JF: I guess I’d been doing a fair amount of comedies recently, and I saw this movie and this role as a chance to use some of the comedy shops that I had been developing in some other full-out comedies, but do it within a movie that had more of an adventure tale, a structure. And so I like this idea of a comedic character within an epic movie.
DS: What can fans of yours expect to see from you in this film that they might not have seen before?
JF: I guess it is a slightly different character than I’ve played in other films. I like the character because he’s very dimensional, you know. There’s a little bit of everything. He’s a bit of a charmer, a conman, magician, an adventurer, he can be brave and cowardly, he has a tender side, and so it’s all kind of wrapped up in one character. So maybe there’s something there that will be fresh.
DS: What’s different about working with Sam Raimi now than it was when you were working on Spiderman?
JF: I’ve known Sam for over 10 years. He is one of my favorite directors to work with and he makes some of my favorite films. When I worked on Spiderman with him, I was a supporting character, and Sam Raimi identifies with his lead characters very closely. And so he very much identified with Peter Parker. And because my character was trying to kill Peter Parker, I think Sam blamed me for that, not in a harsh way, but I felt like I got a little less love than Tobey Maguire on those films just because of what the character was doing. And now that I’m the protagonist in Oz, Sam is identifying with my character. And so I felt a lot more of Sam’s love on this film.

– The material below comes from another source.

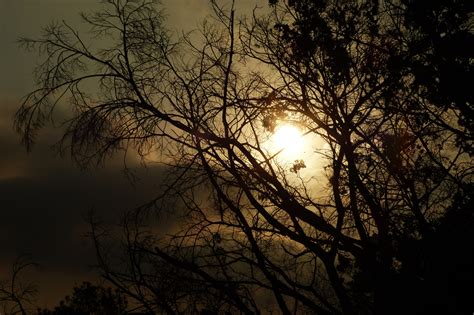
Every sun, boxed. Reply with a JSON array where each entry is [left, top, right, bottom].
[[269, 123, 305, 162]]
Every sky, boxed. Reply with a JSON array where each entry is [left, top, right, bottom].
[[0, 0, 261, 307]]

DS: How has it been balancing between your acting career and your collegiate education and endeavors?
JF: I insist that I have this balance of an academic career and a film career. It’s, um, in a lot of ways saved my life or made me a much happier person. I love the academic world. During the past seven years I’ve gone to quite a few schools. I got a little addicted to school but now I’m doing a lot more teaching than I am going, studying, and it’s a great new chapter in my life. I love teaching. I love being able to- I usually teach in creative programs, film programs, writing programs, or art programs, and I love being able to focus on other people’s work and, you know, it takes me out of myself. I don’t have to think about my work all the time. I get to think about others.

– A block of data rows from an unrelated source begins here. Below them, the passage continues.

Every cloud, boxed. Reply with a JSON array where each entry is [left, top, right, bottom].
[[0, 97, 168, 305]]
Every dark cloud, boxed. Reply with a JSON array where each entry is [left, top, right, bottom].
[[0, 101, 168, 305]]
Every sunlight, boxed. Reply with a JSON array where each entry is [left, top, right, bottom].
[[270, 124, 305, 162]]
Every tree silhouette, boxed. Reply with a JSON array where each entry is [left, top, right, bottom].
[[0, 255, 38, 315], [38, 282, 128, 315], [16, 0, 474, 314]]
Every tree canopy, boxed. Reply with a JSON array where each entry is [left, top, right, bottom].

DS: Your filmography as an actor and director is one of the most diverse in Hollywood. How do you balance your work in Oz with an indie film like Spring Breakers?
JF: Well, they’re very different movies, but there are essential things about making movies that are in both films. And I guess I just go into the different projects trying to figure out what the tone of the film is, what my place in the film is and how I can best fit into that world. So, I just had to play him as believable as possible. He’s like a gangster, mystic, rapper, and the Oz character is, you know, a magician/con man, so I just had to figure out how to play each of those roles as realistically as possible.